Thank you to everyone for the birthday wishes – I’m finding it hard to believe I’m now 69-years-young. If you’re only as young as you feel then I’m certainly still 25! Though, as one of our local team on Necker told me yesterday: “Congratulations man. There’s a lot that don’t reach your age!”
I’m thrilled that my birthday falls on the 50th anniversary of the moon landings. Our wonderful Virgin Galactic team and many of our Future Astronauts will be celebrating with some special events at the Kennedy Space Centre, I hope you all have a magical time.
Birthdays always get me thinking back and reminiscing over the years gone by, and as I’ve also been celebrating the Apollo moon landing this week, I thought I would share my memories from 50 years ago.
It was 1969 and I was living in London. Student magazine and The Student Advisory Centre were set up and doing well, but Virgin was still a year away. It was actually my 19th birthday a couple of days before the moon landings. I don’t remember anything about my birthday party, but I do recall my mum phoning to wish me a happy birthday, and telling me not to get too drunk (wishful thinking for a 19-year-old!), because she wanted me back home to watch the moon landings with the rest of my family.
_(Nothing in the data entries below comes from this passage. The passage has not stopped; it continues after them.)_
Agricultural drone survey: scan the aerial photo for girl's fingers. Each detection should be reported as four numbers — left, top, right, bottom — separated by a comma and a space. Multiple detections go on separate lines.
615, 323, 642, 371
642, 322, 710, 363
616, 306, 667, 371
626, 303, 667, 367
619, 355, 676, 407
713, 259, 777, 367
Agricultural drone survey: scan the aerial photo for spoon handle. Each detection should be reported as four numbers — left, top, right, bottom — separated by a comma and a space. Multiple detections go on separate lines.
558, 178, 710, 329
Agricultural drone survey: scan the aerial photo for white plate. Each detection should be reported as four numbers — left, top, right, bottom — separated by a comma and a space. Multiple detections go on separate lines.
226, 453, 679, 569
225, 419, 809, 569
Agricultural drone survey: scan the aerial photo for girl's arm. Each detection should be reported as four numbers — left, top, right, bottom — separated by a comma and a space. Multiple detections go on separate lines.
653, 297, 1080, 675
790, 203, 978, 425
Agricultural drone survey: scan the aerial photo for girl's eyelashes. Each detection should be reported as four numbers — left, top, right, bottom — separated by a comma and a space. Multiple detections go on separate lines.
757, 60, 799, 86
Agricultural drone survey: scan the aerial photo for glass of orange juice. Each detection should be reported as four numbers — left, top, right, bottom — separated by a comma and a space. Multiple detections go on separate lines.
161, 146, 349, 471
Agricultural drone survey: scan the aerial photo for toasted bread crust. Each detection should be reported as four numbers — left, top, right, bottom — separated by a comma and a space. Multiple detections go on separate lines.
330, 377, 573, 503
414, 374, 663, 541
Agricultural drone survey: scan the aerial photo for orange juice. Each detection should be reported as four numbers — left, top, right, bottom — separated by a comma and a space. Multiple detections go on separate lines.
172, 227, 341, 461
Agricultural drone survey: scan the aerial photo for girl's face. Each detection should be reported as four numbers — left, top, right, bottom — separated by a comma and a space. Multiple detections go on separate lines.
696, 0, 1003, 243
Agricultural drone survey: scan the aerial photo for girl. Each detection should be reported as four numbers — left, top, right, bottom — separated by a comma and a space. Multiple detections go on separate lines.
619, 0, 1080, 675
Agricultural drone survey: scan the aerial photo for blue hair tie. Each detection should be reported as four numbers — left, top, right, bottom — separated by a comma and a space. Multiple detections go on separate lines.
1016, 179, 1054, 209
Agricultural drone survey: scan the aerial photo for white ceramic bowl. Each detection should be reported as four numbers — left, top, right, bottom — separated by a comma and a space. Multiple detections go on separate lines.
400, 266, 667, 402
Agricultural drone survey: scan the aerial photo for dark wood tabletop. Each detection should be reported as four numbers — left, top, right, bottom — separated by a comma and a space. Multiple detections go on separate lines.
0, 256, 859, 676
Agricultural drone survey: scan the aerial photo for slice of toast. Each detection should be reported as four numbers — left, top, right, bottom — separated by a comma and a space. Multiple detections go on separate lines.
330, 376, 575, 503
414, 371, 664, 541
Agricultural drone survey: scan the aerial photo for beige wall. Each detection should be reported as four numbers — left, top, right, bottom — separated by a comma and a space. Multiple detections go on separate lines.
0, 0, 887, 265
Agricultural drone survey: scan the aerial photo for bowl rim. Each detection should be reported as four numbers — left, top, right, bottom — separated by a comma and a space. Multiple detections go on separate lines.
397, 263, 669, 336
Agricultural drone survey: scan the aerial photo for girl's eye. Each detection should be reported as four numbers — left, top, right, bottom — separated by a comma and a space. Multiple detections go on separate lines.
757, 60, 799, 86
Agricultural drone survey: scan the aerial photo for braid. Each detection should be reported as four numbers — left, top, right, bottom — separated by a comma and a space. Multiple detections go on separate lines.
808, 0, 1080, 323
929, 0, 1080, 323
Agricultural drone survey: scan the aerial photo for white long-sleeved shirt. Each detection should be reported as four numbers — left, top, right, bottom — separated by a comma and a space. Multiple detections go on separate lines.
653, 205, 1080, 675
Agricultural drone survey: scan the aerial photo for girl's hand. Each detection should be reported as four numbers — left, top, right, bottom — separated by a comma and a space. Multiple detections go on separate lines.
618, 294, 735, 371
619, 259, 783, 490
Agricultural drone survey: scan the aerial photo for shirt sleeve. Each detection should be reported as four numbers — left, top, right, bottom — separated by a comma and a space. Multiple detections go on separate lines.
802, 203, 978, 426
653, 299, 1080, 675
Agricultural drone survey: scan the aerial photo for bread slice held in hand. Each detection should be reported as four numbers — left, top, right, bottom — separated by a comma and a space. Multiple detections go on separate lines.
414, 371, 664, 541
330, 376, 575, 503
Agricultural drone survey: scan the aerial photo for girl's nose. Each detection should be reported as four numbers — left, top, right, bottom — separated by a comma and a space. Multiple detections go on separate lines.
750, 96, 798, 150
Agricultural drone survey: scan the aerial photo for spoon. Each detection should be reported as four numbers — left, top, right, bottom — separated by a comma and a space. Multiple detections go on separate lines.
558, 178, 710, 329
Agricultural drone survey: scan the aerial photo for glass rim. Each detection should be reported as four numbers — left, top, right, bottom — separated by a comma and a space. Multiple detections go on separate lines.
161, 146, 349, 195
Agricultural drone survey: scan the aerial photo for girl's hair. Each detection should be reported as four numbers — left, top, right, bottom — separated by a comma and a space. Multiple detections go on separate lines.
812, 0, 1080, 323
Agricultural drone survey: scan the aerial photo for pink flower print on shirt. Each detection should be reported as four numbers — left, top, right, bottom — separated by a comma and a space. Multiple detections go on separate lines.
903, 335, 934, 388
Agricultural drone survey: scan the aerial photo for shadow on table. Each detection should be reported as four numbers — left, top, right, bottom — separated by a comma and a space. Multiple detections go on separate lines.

Somehow I made it and I have an incredibly clear memory of mum, dad, my sisters Lindy and Vanessa and me, all in our pyjamas and dressing gowns, just fascinated by what we were watching. Mainly because of the sheer scale of the technical achievement but also because it was unfolding in our family living room – it seems incredible now, but those were the days when we only had three TV channels in the UK and our 12 inch TV was of the black and white variety.
Looking back, the moon landings definitely stirred something very deep in all of us and for me it was a turning point. First and foremost I wanted to become an astronaut – and that is ultimately why I wanted to start Virgin Galactic. But it also acted a springboard for a way of living, a way of thinking and a way of doing business. Maintaining a childlike sense of wonder; a belief that anything was possible; a determination to explore, and to live life on the edge and to the full. All those things have served me incredibly well over the past 50 years and I have Neil and Buzz and that early morning in 1969 to thank for that.
Apollo 11 was where man’s mission for the moon began and I couldn’t be more excited for mankind’s next giant leap. It was so exciting to share last week that Virgin Galactic has taken a huge step towards becoming first publicly traded, human spaceflight company. By taking Virgin Galactic public, we can open space to more investors and in doing so, open space to thousands of new astronauts.